Perl is a reasonable scripting language (as are others, so shh!). It has always had strong regular expression support; those regular expressions can also be used to do substitutions, such as:
my $pet = "I have a dog";
$pet =~ s/dog/cat/;
Neat enough. But lets say I want to look up the parts of the “s///
” that define my search text, and my replacement text. Easy enough:
my $pet = "I have a dog";
my $search = "dog";
my $replace = "cat";
$pet =~ s/$search/$replace/;
But lets make our substitution a little more complex – I want to match a URL, and have the host and port lower case, but leave the path as the case it comes in, and I don’t want to be entering expressions as the replacement text! Lets try:
my $url = 'http://www.FOo.COm/wibbLE';
my $search = '^([^:]+://[^/]+)/?(.*)?$';
my $replace = '\L$1\E/$2';
print $url if $url =~ s/$search/$replace/;
Sadly, while $search
matches, the replace is the string “\L$1\E/$2
“. It appears that we need to use a combination of “/e
” mode (evaluate as expression) to evaluage this replacement string. Of course, when we’re doing eval, we want to ensure we don’t have malicious content in $replace, such as “unlink()
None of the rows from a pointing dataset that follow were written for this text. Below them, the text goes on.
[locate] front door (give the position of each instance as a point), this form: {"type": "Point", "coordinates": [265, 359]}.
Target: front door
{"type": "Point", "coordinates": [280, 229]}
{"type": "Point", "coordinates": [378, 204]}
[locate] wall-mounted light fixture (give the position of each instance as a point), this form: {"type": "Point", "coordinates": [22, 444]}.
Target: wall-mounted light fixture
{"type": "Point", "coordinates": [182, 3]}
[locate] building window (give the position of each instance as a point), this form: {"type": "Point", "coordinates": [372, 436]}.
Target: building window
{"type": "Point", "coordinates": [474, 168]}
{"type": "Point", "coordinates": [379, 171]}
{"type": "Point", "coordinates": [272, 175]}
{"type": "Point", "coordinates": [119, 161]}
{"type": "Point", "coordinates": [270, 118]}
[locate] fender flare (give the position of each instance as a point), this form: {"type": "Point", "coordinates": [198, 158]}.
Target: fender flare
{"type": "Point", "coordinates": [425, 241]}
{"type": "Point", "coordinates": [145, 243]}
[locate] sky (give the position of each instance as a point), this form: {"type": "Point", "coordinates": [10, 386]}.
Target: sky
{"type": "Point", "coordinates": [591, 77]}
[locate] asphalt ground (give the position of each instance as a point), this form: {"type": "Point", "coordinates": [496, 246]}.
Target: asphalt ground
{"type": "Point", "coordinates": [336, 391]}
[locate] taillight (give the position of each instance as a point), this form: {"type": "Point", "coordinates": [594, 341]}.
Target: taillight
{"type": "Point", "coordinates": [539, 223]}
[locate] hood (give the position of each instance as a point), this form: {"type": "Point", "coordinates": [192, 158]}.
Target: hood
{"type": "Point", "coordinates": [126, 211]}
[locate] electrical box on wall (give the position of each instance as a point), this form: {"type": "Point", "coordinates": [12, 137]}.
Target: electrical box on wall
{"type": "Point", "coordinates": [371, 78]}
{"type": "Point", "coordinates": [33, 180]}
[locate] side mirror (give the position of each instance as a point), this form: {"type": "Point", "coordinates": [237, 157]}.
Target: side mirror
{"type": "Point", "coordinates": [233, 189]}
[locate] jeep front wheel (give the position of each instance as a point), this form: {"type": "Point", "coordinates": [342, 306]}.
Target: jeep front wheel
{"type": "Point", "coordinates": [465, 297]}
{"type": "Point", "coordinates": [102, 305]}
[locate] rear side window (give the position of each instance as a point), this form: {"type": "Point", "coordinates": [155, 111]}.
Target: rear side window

” and friends who could do Bad Things. So my solution was to escape double quotes from my $replace string, wrap that all in double quotes, and pass in “/ee
“:
my $search = '^([^:]+://[^/]+(:\d+)?)/?(.*)?$'; # From database
my $replace = '\L$1\E/$3'; # From database
$replace =~ s/"/\\"/g; # Protection from embedded code
$replace = '"' . $replace . '"'; # Put in a string for /ee
print $url if $url =~ s/$search/$replace/ee;
This will give us:
- Port and host name lower case
- Hostname (and port) will always have a slash after it
- Bad code like
unlink()
won’t be run - The expression that we initally set/fetch/got in
$replace
is just a vanilla replacement term, not arbitary Perl code.